Baird waited until it was apparent that neither man would respond before he continued. “At this very moment, there are soldiers working nearby, searching for an Indian artifact.”
“Artifact,” Stringer repeated with a frown.
Rose sat forward. “It’s a trinket, Mr. Stringer. With some sort of inherent value to it, be it regarding history or mankind.”
“I know what the damn word means.”
Baird rubbed his eyes. He cleared his throat pointedly and both men once again turned back to him. “This artifact, if found, could be very important.”
“To?” Rose asked. “Not you.”
“What is it?” Stringer asked.
“That is none of your concern, Mr. Stringer.”
The man didn’t react other than to cock his head and maintain eye contact. It was unnerving. Baird almost preferred Rose’s sarcasm and insolence to being the object of such silent study.
“If the Army’s already searching for this trinket, why do you need us?” Rose asked, poorly trying to conceal his interest under a hint of nonchalance.
Baird stared at him.
“Because you’re not Army,” Rose concluded with a slow nod. He looked away again and sighed heavily, as if just realizing how much trouble he might be in if he didn’t feel like cooperating. Good. That was how Baird wanted him: scared and backed into a corner.
“The Army is a redundant, stupid beast,” Baird said after a moment. “This item cannot be trusted in their hands. It must be taken from them and safeguarded properly. But as you have probably gathered, we cannot have one government agency blatantly stealing from another, and it’s best to keep this away from any official avenues.”
Rose laughed out loud. He shook his head at Stringer, seeking an ally, but Stringer wasn’t laughing. Upon seeing that, Rose cleared his throat and schooled his features into a more serious expression. Baird wasn’t amused by his antics.

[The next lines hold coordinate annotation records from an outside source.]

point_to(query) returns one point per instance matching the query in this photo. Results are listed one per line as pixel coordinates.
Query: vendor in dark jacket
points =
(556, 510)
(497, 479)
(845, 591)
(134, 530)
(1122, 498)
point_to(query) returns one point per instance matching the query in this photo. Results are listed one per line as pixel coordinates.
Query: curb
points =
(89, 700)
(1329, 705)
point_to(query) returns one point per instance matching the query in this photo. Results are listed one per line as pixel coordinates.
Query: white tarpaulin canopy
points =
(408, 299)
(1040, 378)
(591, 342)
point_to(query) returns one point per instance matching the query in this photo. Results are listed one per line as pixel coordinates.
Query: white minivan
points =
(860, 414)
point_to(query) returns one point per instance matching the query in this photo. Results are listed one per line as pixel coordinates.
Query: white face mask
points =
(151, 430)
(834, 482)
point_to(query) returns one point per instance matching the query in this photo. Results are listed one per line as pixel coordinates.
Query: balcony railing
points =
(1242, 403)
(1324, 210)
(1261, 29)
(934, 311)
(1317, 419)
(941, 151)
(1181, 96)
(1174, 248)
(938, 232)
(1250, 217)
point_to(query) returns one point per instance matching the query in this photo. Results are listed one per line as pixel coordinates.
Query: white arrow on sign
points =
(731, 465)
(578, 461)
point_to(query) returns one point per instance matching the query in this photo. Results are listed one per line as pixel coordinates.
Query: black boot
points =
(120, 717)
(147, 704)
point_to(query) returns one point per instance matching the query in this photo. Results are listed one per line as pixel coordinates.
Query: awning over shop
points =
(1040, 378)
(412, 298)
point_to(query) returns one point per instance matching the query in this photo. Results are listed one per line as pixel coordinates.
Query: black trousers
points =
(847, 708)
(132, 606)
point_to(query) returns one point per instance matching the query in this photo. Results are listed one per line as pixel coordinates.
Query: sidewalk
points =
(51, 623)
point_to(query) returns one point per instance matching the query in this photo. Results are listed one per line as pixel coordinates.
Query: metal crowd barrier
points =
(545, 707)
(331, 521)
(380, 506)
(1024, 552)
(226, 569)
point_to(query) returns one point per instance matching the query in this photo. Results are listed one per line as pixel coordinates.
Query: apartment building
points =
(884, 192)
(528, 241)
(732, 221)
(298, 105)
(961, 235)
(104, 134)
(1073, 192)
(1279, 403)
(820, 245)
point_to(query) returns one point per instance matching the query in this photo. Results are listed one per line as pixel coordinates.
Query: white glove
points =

“You want us to steal this artifact from the Army for you,” Stringer said. “So your hands stay clean.”
“That’s precisely right.”
“You want the two of us to attack a battalion of soldiers in the middle of Nebraska, steal an Indian artifact from them in the middle of Indian Territory, and ride off into the sunset without anyone the wiser?” Rose’s voice was flat and sarcastic. He leaned forward and put a finger on the table. “Are you insane, or are you just as stupid as you look?”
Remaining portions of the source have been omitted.